Zack & Wiki est le aboutissement d’une tout autre histoire : celle d’un désir personnel. « Les jeux d’aventure PC, en particulier venus de l’étranger, font partie de mes hobbies depuis l’école primaire, assure Eiichiro Sasaki, le réalisateur du jeu. A l’époque, ils étaient très populaires au Japon mais ce n’est plus le cas aujourd’hui. Et c’est tellement dommage… Ma grande ambition serait d’être à l’origine de leur retour.
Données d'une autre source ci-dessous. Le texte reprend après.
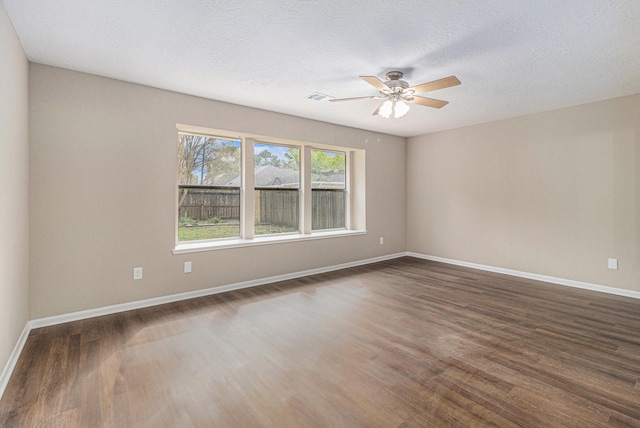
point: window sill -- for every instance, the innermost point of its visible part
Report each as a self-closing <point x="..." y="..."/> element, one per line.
<point x="192" y="247"/>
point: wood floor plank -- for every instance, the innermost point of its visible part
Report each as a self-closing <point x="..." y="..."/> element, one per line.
<point x="400" y="343"/>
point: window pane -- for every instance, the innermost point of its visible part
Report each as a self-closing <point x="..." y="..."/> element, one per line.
<point x="209" y="188"/>
<point x="328" y="184"/>
<point x="277" y="180"/>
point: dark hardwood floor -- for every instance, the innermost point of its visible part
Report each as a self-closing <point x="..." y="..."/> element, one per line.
<point x="402" y="343"/>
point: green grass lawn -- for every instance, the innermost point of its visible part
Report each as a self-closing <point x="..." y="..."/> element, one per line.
<point x="198" y="233"/>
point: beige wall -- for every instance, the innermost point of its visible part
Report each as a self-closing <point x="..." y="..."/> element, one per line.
<point x="555" y="193"/>
<point x="14" y="186"/>
<point x="103" y="175"/>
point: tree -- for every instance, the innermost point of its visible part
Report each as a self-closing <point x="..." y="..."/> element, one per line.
<point x="202" y="159"/>
<point x="322" y="161"/>
<point x="265" y="157"/>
Quand Nintendo a présenté sa nouvelle machine, tous les éléments se sont mis en place dans ma tête. » Car s’il reprend les bases des point & click d’antan type Monkey Island, le très cartoon Zack & Wiki leur adjoint une astucieuse exploitation de la Wiimote, qui se change, selon l’objet que l’on désigne, en scie, marteau, manivelle…

Chaque niveau est une énigme conçue collectivement par les architectes-gagmen de Capcom. « Nous avons formé une équipe de cinq “planners” à qui j’ai demandé de trouver autant d’idées que possible, précise Sasaki. En travaillant seul, vous risquez de créer des puzzles qui soient trop évidents ou, au contraire, trop difficiles à comprendre. Quelqu’un se chargeait du design, après quoi on se réunissait pour discuter du résultat. En procédant ainsi, il a fallu à peu près un mois pour concevoir chaque niveau. » En conservant un principe qui lui tenait à cœur : « Je voulais qu’il soit possible de voir clairement les processus, les liens de cause à effet. Il n’était pas question, par exemple, qu’il faille seulement ramasser une pièce ronde et la lâcher dans un trou rond pour ouvrir une porte. Je préférais que le joueur voie que le trou mène à une roue et que, s’il réussit à la faire tourner, ce soit cela qui ouvre la porte. Les idées devaient être logiques. Si vous étudiez bien le tableau à l’écran, vous avez toujours la possibilité de comprendre comment résoudre l’énigme. »

Sorti depuis peu au Japon, Zack & Wiki n’y a pas rencontré le succès espéré par ses créateurs, et sa parution européenne, initialement programmée pour Noël, a été repoussée au mois de janvier. Une période commercialement plus calme, qui conviendra peut-être mieux à ce jeu aussi inventif qu’éloigné des habitudes de son temps. Et en tout point digne de ses illustres prédécesseurs conçus, au fil des ans, dans un banal immeuble d’Osaka.